BrightHaus Digital Marketing Agency

Google Pushes Deeper into Retail, Publishing and Possibly VR

March 24, 2018

Google started dipping its toes into the online shopping pool not long ago, and while Amazon still holds the prize in revenue per year regarding ecommerce, Google is working hard to catch up. In fact, the latest update to hit the Google marketplace is a cost-per-sale (CPS) feature that will allow for a more streamlined checkout from anywhere.

The google “shopping” feature provides access to products worldwide, but problems exist in the checkout process. Unlike Amazon, which pools products globally into one easy checkout tool, Google users still need to checkout from specific platforms or use specific processes to make a purchase. This update has a goal of putting an end to this issue, making it possible for consumers to shop on any device, with a universal checkout process.

Google’s goal in this change is not just to make shopping easier for the consumer. The change will also increase the search engine giant’s chances against longtime rival Amazon. The shopping Actions feature recently announced supports shopping through Google Assistant via over 40 participating retailers who utilize mobile wallet and similar applications. This latest change will coincide with the Shopping Actions feature to make it easier than ever for Google users to buy from Google Home or Google Assistant, among other devices and tools.

The key to this innovation is a shopping cart that works with all of these individual tools and mobile devices. As long as users save their information through Google, they can share shopping lists and checkout anywhere that’s supported by Google. To get in on this action, businesses looking to hook up with the Google sales format will pay a CPS rate, meaning that a payment is made for each sale through the Shopping Actions feature. This is another step to assimilate itself to Amazon, as they already utilize this type of revenue gaining technique with each sale made through their website.

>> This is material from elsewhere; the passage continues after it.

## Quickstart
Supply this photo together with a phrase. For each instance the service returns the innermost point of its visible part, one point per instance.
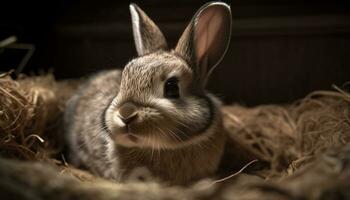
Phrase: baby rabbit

Google Supports Publishers

Another big change to the Google platform rolled out this week by the search engine giant is the launching of a new Google News feature to introduce a broader workspace for publishing companies. This is meant to increase the quality of journalism, promote revenue and growth to publishing businesses, and offer more technology to publishers.

As part of this initiative, Google is investing 300-million dollars to help real journalists increase their readership and draw attention away from fraudulent news sites and articles which have become a dime a dozen over the last few years. Google users who want to be privy to this new honest way of reporting can subscribe quickly and easily. Publishers are then given subscriber info to better share stories, news, and updates.

Before rolling everything out, Google decided to test the process with a few select publishers. They worked with the Washington Post and others to try out the click subscription method and determine its value and ease for users. By requiring a subscription for these types of articles, real news will rank higher in Google, and users will be sure they’re receiving access to reliable authoritative information.

Google has reported that this change in subscriptions will not render previous algorithm updates useless. In fact, they have made it clear that their ranking system will not change, but rather, include more results than less. Subscriptions will also benefit real journalists, who Google hopes to promote, by increasing readership and revenue for those individual reporters and resources.

Included with these changes for publishers, Google is including a new Dashboard, which is analytics-centric, and will provide user data to publishing firms so that they can better determine what readers want to see and where they are going to read it. This will also increase growth for publishers, and possibly help traffic to their sites.

Potential Buy for Google to Gain More VR Momentum

In a non-confirmed article about Google, reports indicate that the search engine giant may be purchasing Lytro, a camera startup company founded in 2006, which specializes in plenoptic or light-field cameras. This camera is different from the standard camera which only captures light intensity, because it also picks up light direction and other information regarding light in a photo scene.

Google has yet to confirm or deny the purchase, but sources suggest that acquisition will cost Google between $25 and $40-million. Lytro is unique to the light-field camera industry because they currently hold 59 patents for their product, which was the first of its kind of be offered to the general public, as opposed to being used for scientific research and professional purposes only. Reports indicate that a $25-$40-million price tag will mean a big loss for the company which has invested hundreds of millions of dollars over the year to improve products and promote sales.

While the real reasons for Google possible interest in Lytro is unknown, it can be assumed that the company is hoping to excel over competitors in the field of cameras and digital imagery. Google has recently invested in the virtual reality space, and Lytro could be a key to improving their experience over other VR brands, like Samsung. Most VR products are relatively similar, so to have new information or patented products that improve it could put Google on top in this race.